SPC: Who named you guys 'The French Connection?'

RM: It was a gentleman named Lee Cappola, that used to do all the signboards at the top that said, 'goal scored' and stuff like that. The one night after we scored our fifth goal he put 'The French Connection strikes again', and it was a headline in the paper the next morning, and it has stuck forever since.

SPC: Do you think that name added to the mystique of your line throughout the years?

RM: To this day, when we go somewhere, we still do some autograph signings, when we go somewhere, we go there as the French Connection. I'll be out of town somewhere at an airport and someone will say 'Oh, Rick played hockey for the Sabres.' 'Who?' 'Rick Martin, he was on a line called the French Connect-' 'Oh, the French Connection!' They know the French Connection better than they know us individually. It's a great feeling, I guess, having people like the way we played knowing our line like that.

SPC: A lot of people remember the hit you took that started the push for helmets. What do you think about that?

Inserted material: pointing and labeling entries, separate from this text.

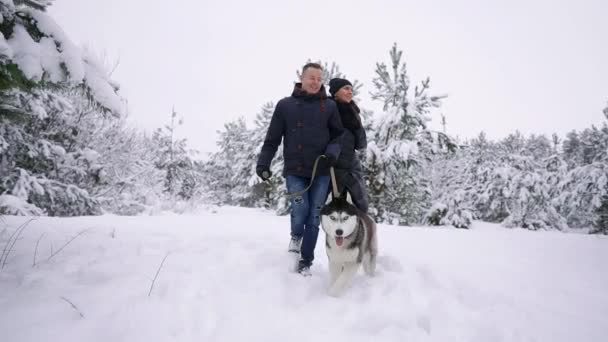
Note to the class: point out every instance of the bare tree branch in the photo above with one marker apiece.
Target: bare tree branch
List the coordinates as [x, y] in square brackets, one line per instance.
[73, 306]
[36, 250]
[11, 241]
[67, 243]
[157, 272]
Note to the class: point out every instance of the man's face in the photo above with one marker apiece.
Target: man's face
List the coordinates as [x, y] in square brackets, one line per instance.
[345, 94]
[311, 80]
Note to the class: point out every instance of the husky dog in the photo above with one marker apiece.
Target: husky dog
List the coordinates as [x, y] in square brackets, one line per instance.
[350, 240]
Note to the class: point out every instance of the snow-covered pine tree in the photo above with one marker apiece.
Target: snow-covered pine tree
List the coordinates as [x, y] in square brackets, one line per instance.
[232, 166]
[582, 193]
[174, 159]
[42, 72]
[400, 150]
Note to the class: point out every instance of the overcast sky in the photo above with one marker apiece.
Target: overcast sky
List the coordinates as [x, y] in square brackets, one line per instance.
[539, 66]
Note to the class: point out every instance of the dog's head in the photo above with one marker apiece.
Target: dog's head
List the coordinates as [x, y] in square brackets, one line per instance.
[339, 219]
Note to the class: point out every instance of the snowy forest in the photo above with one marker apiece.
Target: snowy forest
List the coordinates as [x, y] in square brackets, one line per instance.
[67, 149]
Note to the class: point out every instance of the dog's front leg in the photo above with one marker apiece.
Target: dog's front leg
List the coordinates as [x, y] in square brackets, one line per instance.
[348, 272]
[334, 271]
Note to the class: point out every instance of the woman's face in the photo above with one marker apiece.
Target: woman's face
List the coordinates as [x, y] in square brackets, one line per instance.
[345, 94]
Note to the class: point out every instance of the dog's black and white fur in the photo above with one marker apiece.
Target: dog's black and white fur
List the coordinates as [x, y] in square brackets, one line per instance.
[350, 240]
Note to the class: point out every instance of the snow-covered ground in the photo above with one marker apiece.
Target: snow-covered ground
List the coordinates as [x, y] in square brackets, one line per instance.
[226, 279]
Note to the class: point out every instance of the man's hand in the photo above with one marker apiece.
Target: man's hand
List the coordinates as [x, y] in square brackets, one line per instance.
[263, 172]
[331, 159]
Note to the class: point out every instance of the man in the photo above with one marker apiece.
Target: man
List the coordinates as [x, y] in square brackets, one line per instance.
[309, 125]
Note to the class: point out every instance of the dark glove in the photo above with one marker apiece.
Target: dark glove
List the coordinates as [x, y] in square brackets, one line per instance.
[263, 172]
[331, 160]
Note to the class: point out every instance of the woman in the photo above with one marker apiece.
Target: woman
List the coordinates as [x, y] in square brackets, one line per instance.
[349, 173]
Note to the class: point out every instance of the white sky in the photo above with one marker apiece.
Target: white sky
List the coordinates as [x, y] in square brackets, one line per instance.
[539, 66]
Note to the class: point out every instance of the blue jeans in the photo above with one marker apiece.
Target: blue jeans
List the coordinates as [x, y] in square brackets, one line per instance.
[306, 211]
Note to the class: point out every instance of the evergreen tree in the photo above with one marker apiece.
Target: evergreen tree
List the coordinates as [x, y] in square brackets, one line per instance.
[401, 146]
[173, 158]
[43, 78]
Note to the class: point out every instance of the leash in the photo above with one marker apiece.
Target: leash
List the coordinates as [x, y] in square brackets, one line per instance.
[312, 178]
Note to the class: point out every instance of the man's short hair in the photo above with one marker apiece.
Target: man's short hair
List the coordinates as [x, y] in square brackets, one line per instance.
[312, 65]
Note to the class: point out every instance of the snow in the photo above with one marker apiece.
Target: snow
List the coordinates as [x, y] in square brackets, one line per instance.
[226, 278]
[47, 58]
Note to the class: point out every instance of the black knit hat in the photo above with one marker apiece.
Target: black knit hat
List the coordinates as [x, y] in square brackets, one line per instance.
[336, 83]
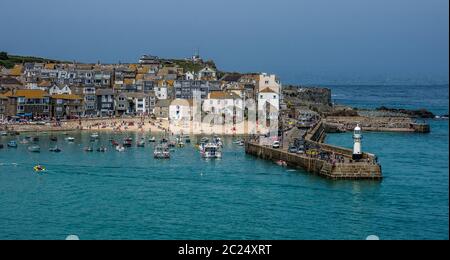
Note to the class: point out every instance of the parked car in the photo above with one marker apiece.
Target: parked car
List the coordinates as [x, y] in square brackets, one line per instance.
[292, 149]
[276, 145]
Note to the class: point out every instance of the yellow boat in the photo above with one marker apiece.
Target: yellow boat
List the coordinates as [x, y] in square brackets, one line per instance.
[39, 168]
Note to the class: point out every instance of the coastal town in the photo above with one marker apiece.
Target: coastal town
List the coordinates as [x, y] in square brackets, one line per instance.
[183, 97]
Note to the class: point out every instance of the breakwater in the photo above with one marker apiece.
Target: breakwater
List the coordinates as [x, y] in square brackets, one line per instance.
[345, 168]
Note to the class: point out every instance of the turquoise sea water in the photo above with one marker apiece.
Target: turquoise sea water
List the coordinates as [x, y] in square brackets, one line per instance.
[132, 196]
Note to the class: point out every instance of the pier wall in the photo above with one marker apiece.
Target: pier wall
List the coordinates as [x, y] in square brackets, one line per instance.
[357, 170]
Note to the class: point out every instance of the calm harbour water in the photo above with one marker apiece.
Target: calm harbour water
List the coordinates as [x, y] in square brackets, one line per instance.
[132, 196]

RM: It was a play I was standing at the side of the net, against the New York Rangers. I was looking for a rebound, there was a shot from the point, the puck went around the net, started going back away. I started skating away, and the guy hooked me from behind around my neck, and he kicked my feet out from under me. The guy's name was Dave Farrish, and I landed right on my head. It was a very, very cheap shot. Today, the guy probably would be suspended for a year, if not life, I was out for two weeks, I had a concussion. I played two weeks later, today, probably not for a year because of the concussion syndrome. The very next day, everybody on our team put a helmet on, and the film got around the league, and everyone started wearing helmets.

SPC: If you didn't have to leave the league, do you think you'd be in the hall of fame?

RM: I had 384 goals in 690 games. If I would have played 1,000 games, I would have hit 500 goals. I was scoring with a 60 percent scoring ratio and averaged 44 goals per season. The problem is my career was cut short. They usually like to see more longevity. I wish I could have played for 17 years. If you look at me today I'm still in good shape. I was in great shape when I stopped playing; I had a lot of years left. I was 29 when I got hurt and sometimes you don't always get to do what you want to do, which is too bad. When I stopped playing I had the lawsuit with the Sabres and the NHL, which is a mark against me. I have no regrets, but I do with I could play 1,000 games or 1,500 games. All of the guys from my draft year that played, played about 15 to 21 seasons. It was frustrating how it ended.